The #1 US Hits Of 1963 (Putting The Beatles In Context)

Yesterday I wrote an article about how The Beatles hits of 1964 compared to the other hits of that year. But I think it makes even more sense to take a look at what was popular in the US the year before.

My point in doing this is to bring context to The Beatles guitar rock invasion of 1964. It’s not to necessarily say all of the non Beatles/Beatles influenced hits of this time period necessarily suck (although many of them do) but that they are of a very restrained and polished nature. The point is that The Beatles hits of ’64 were quite rock n roll at the time. Quite a revelation in fact.

They burst onto the scene as a self contained rock band that wrote their own songs and played their own instruments in a time of fabricated pop singers & girl groups.

Some of the #1 US hits of 1963:

The Tornados – “Telstar”

This is quite a weird song actually with a strange sound effect intro that I like. But it definitely doesn’t rock. It sounds like something that should be heard at the World’s Fair rather than on the pop radio station.

Steve Lawrence – “Go Away Little Girl”

The Rooftop Singers – “Walk Right In”

This is a very cute song with some nice guitar riffs but it most certainly does not rock.

Paul & Paula – “Hey Paula”

The Beatles rendered stuff like this absolutely ridiculously lame.

The Four Seasons – “Walk Like A Man”

I think the equation goes something like this: As Nirvana was to Poison, The Beatles were to The Four Seasons.

The Chiffons – “He’s So Fine”

Little Peggy March – “I Will Follow Him”

Jimmy Soul – “If You Wanna Be Happy”

Another very cute song that I think ages a bit better than most of the other songs from this era.

Leslie Gore – “It’s My Party”

Kyu Sakamonto – “Sukiyaki”

I find it almost impossible to believe this song was #1 in 1963 in America. WTF?

The Essex – “Easier Said Than Done”

Jan & Dean – “Surf City”

This sort of “surf rock” was probably the closest thing on the charts in ’63 to what The Beatles would be bringing in ’64.

The Tymes – “So Much In Love”

I actually really like this song for some reason. I get the feeling Boyz II Men were influenced by this one. But I have no proof for such a declaration.

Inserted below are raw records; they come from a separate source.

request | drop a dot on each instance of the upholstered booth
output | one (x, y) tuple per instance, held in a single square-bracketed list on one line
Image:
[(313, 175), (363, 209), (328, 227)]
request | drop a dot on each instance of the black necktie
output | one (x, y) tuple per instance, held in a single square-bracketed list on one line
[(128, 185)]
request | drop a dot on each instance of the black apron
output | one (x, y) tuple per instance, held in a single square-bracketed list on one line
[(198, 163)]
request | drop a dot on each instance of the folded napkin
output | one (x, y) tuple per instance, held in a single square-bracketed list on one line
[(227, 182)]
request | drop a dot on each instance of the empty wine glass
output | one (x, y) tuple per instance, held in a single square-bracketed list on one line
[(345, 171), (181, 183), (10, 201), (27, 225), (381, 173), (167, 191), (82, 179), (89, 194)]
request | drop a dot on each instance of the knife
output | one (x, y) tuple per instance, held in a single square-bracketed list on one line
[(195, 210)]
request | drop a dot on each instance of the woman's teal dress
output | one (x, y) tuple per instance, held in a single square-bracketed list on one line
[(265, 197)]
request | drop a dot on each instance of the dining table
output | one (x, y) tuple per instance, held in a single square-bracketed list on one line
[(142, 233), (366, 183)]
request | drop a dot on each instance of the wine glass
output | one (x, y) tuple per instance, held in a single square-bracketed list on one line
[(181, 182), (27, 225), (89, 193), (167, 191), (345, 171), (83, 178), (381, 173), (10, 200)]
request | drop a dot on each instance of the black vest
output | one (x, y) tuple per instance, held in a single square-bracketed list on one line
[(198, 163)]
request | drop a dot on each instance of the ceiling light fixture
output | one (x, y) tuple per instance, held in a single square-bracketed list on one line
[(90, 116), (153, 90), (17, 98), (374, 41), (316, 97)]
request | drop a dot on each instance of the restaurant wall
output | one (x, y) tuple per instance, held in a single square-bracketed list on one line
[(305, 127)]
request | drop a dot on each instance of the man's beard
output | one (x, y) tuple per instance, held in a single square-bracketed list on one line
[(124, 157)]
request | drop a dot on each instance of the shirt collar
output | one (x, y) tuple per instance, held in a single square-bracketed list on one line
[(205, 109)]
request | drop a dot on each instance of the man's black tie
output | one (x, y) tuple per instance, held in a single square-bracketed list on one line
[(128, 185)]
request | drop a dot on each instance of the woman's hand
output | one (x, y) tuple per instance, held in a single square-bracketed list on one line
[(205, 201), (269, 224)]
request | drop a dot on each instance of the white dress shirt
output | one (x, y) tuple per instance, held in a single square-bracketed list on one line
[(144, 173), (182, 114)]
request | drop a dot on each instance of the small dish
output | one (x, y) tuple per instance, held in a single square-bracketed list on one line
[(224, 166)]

Little Stevie Wonder – “Fingertips Pt. 2″

It shows the state of popular music in 1963 that a 13 year old rocked harder than anyone else on the charts.

The Angels – “My Boyfriend’s Back”

I think this song may be the best example of the sort of musical environment The Beatles burst into in ’64. Sure it’s a cute catchy song. If you’re 8 years old.

Bobby Vinton – “Blue Velvet”

David Lynch later named a movie after this song (it’s a great movie by the way, check it out if you haven’t seen it) that ups it’s cred quite a bit. And it is a cool song for what it is. But I think it is a good example of the kind of song The Beatles would render history.

Jimmy Gilmer & The Fireballs – “Sugar Shack”

This song is crazy cheezy. It’s hard to believe it was #1 for 5 weeks.

Nino Tempo and April Stevens – “Deep Purple”

A little bit of trivia for you: This was the #1 song when JFK was assassinated.

The Singing Nun – “Dominique”

This was the #1 song for the last 4 weeks of 1963.

In fact the final two #1′s before “I Want To Hold Your Hand” (The Beatles first #1 in the US) were “Dominique” & Bobby Vinton’s absolutely dreadful “There I’ve Said It Again” which you can hear below:

Now listen to “I Want To Hold Your Hand”

It may sound quite tame when heard next to much of the rock music that’s come since but compared to the easy listening that was popular at the time, it’s heavy metal.

8 thoughts on “The #1 US Hits Of 1963 (Putting The Beatles In Context)

  1. Mossgo

    1963 was at the end of the 50′s do wop, R&B and boy/girl group era. Elvis was done, Buddy Holly was gone. Black groups were making some dynamic music, but outside the major cities much of the white audience wasn’t able to hear these songs.

    Many early Bealtes hits came from black hits that middle America had never heard. Long Tall Sally, Please Mr Postman, Roll Over Beethoven, You Really Got a Hold on Me, Twist and Shout..etc etc..

    The Fab Four were largely mimicking the styles of Little Richard, Chuck Berry, and other black performers they admired. By being white themselves it allowed the music to get around the “color barrier” of US radio.

    None of this takes away from the energy and polish The Beatles brought to performing.

  2. Tony

    How ironic that you would include “He’s So Fine”, considering what that song put George through in the early 70s.

  3. Marvin Marks Post author

    Vincent – “killed music” WTF? And are you saying you’re 18 as an excuse for your stupidity? I don’t get it.

    You should explain yourself if you’re going to say something so dumb. :)

  4. stephanie

    heyy:) thanx for the #1 song on JfKs assassination.
    it really helped me for my newscast project in school
    <3 stephanie=]

  5. doogie

    wow, it’s interesting to see how badly the majority of pop music sucked after Elvis and all the other rock n’ roll greats were old news, and before the Beatles came along in 1964. i’d say 1960 to 1963 was probably the crappiest time for pop music. after hearing these songs, i’d also say it’s safe to say that the Beatles really did change the face of American popular music, even though they were British. plus, you have to take into account all the rocking artists that came after them and got big in the late 60s, like the Rolling Stones, the Who, the Kinks, the Animals, the Doors, Jimi Hendrix, Janis Joplin, Steppenwolf, etc. the music from those artists would have been too risque and never would have gotten radio play in the much more innocent and safe early 60s, if they were around then. but the Beatles helped pave the way. and the cheesy music from the Youtube clips above probably would have been considered too cheesy in the late 60s. there definitely were two different eras of the 1960s. and while a lot of pop music from 1964 and after still sounds fresh and exciting, most pop music from before 1964 sounds ancient.